周天琴微微摇了摇头:“关于《月轮玄经》的记载极少,就连史建军的笔记里面,也仅仅只是提到过一次,至于其它,就再也没听到有过什么记载、传说之类的。”
鲜以很认真的看着周天琴,但却没发现周天琴的眼神有半点儿异常,也就是说,很有可能,这《月轮玄经》,的确没多少人晓得。
鲜以心里暗暗地计算了一下,就算到目前为止,第一个直接说出来的是科尼,然后是自己和冉英俊,包括巴盈盈和童老板,周天琴都是见到冉英俊的青铜环之后才说起这事的。

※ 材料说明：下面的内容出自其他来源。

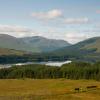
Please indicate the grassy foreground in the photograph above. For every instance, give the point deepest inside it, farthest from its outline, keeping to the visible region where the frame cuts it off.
(47, 89)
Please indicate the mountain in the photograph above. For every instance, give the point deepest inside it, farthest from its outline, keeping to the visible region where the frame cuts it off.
(5, 51)
(86, 50)
(44, 44)
(10, 42)
(31, 44)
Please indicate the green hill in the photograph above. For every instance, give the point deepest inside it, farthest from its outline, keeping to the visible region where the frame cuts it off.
(34, 44)
(4, 51)
(85, 50)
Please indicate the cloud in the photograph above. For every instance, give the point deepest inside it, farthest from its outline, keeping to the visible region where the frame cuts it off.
(17, 31)
(76, 20)
(98, 11)
(52, 14)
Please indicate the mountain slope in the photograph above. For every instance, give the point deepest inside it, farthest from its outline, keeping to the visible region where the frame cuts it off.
(88, 50)
(34, 44)
(45, 44)
(10, 42)
(4, 51)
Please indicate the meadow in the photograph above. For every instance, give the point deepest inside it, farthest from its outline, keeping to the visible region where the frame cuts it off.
(48, 89)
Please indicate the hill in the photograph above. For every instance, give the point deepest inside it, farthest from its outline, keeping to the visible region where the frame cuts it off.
(4, 51)
(44, 44)
(31, 44)
(85, 50)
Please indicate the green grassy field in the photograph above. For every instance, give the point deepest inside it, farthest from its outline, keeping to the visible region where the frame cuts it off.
(48, 89)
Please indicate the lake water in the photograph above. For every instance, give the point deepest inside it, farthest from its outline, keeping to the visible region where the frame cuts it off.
(50, 63)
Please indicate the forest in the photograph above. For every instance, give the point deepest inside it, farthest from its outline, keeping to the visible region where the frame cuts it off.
(74, 70)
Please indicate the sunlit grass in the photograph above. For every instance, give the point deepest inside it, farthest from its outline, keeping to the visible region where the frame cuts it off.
(47, 89)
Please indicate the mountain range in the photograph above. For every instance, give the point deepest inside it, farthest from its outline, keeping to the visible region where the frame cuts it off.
(85, 50)
(88, 50)
(35, 44)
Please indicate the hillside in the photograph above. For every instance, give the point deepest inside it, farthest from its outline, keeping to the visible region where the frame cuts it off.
(31, 44)
(4, 51)
(45, 44)
(88, 50)
(10, 42)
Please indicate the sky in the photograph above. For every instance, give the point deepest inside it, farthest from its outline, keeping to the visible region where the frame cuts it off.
(70, 20)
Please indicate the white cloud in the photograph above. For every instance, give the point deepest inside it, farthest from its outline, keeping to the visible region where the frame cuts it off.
(17, 31)
(76, 20)
(52, 14)
(98, 11)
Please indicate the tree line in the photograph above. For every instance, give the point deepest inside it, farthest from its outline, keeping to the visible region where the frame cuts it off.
(74, 70)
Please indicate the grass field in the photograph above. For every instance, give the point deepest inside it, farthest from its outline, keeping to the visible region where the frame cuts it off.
(48, 89)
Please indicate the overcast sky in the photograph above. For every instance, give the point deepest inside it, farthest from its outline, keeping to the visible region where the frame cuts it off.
(71, 20)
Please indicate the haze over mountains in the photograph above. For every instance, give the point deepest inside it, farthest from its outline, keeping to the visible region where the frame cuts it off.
(34, 44)
(87, 49)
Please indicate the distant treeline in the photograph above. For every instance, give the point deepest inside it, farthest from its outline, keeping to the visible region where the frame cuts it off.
(74, 70)
(10, 59)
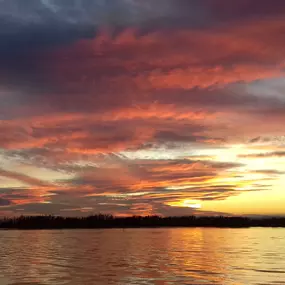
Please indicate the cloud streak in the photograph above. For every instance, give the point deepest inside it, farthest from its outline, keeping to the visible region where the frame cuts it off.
(136, 107)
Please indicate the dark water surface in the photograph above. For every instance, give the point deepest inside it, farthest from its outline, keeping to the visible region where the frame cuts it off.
(143, 256)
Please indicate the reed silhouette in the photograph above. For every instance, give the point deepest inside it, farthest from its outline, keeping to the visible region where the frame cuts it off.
(109, 221)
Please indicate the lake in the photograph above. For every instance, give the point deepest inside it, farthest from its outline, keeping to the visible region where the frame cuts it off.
(143, 256)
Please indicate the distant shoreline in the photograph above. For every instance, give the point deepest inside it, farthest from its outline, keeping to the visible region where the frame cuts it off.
(135, 222)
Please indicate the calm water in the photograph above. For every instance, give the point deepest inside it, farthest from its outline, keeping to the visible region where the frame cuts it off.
(143, 256)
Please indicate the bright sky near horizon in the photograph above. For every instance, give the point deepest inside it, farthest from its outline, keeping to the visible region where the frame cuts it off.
(169, 107)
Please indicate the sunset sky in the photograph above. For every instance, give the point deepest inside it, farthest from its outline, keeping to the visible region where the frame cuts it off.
(168, 107)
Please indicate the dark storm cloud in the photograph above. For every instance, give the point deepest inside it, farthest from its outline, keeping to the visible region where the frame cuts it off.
(4, 202)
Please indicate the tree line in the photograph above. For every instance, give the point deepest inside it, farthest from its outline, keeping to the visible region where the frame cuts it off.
(110, 221)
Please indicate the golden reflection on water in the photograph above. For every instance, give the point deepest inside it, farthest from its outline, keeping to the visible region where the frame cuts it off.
(143, 256)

再加上比如那个苗疆彝人阿果之,以及周天琴的保镖迪娅等等局外人,算算,到目前为止,鲜以所晓得的,大约也不过是十来个人,至于谢天凤是不是也在这十来个人之列,鲜以还真不敢确定。
也就是说,还真不晓得谢天凤是不是针对这《月轮玄经》。
怔了半晌,鲜以忍不住笑着问道:“周小姐,既然这《月轮玄经》如此神秘,周小姐你该不会……”

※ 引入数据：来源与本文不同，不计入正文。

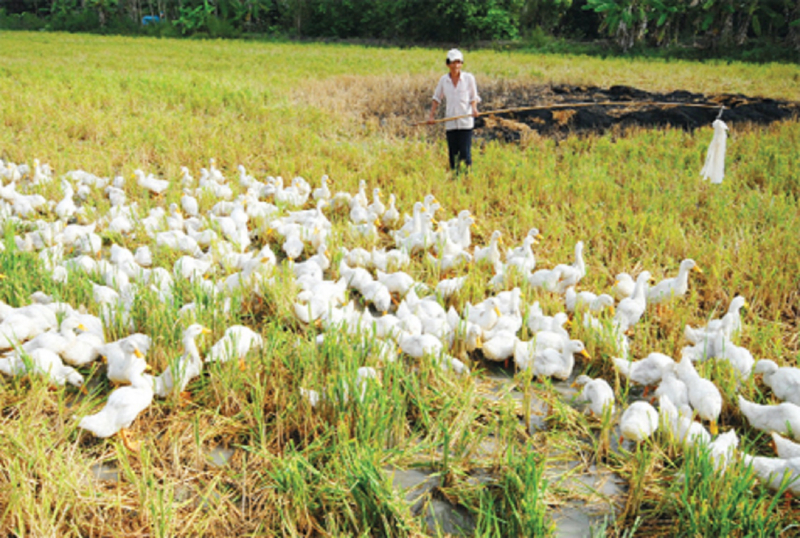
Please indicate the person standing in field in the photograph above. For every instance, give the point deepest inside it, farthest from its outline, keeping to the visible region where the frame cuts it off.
(459, 90)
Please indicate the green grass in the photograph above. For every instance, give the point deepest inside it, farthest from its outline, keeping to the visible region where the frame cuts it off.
(109, 105)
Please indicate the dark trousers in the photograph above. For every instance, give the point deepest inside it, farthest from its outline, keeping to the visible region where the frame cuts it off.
(459, 147)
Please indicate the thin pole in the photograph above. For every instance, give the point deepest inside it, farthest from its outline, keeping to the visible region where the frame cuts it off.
(575, 105)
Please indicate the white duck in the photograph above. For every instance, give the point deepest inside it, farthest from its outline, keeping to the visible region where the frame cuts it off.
(670, 289)
(782, 418)
(685, 431)
(150, 182)
(647, 371)
(124, 357)
(639, 421)
(774, 471)
(784, 381)
(630, 310)
(704, 396)
(490, 253)
(553, 363)
(188, 366)
(573, 273)
(598, 393)
(623, 286)
(785, 448)
(123, 406)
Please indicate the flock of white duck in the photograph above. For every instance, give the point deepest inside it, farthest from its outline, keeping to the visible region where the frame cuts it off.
(373, 298)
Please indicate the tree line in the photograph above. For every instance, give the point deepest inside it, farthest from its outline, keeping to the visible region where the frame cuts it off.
(627, 23)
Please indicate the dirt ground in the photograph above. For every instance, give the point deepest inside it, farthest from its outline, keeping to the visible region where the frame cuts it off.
(622, 107)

鲜以的意思是,不晓得周天琴会不会也看上了《月轮玄经》,也就是会不会跟鲜以和冉英俊来抢。
虽然鲜以没把话说明,但这意思已经摆在这里了,周天琴何等聪明的人,岂有听不出来的道理。
当下,周天琴微微一笑:“这《月轮玄经》既然如此神秘,假若你们拿到手之后,让我开开眼,长长见识,想来你也不会反对,对吧,如果要是我拿到了,无论如何贵重稀有,我看过之后,也给你,怎么样?”
“那就多谢周小姐了!”鲜以也是呵呵的一笑。
鲜以面子上虽然是在谢周天琴,但心里一下子反而没底了。
——又一个要看看这《月轮玄经》的!
之前是童老板,为了让鲜以能让他过目一下《月轮玄经》,连冉英俊手里的青铜环也不要了,现在一下子又冒出来个周天琴,也要过目一下这《月轮玄经》,这以后,是不是还会有人也想看看。
这《月轮玄经》又到底是什么东西,难道真的是一部经书?
只是连周天琴都不晓得这《月轮玄经》是什么东西,这事情,也就在无从说起了。
两个人一下子都沉默了起来。
但过了片刻,周天琴突然又看着鲜以,神色变得很是审慎起来,说话也尽量放的很是柔和和委婉:“鲜以,你还记得我跟你说过的箭头标记的事情吗?”
鲜以当然记得,就在前两天,周天琴发现有人一路上都在用剥皮树枝,防止指路标记,还让鲜以不要声张,更是在暗中监视侦查,看看到底是谁在放置这个标记。
只是鲜以一下子明白过来,周天琴在前面说了两件几乎毫不相关的事情,甚至表明她周天琴不会跟自己争夺《月轮玄经》,恐怕其实质上,也是在为路标的事情做铺垫!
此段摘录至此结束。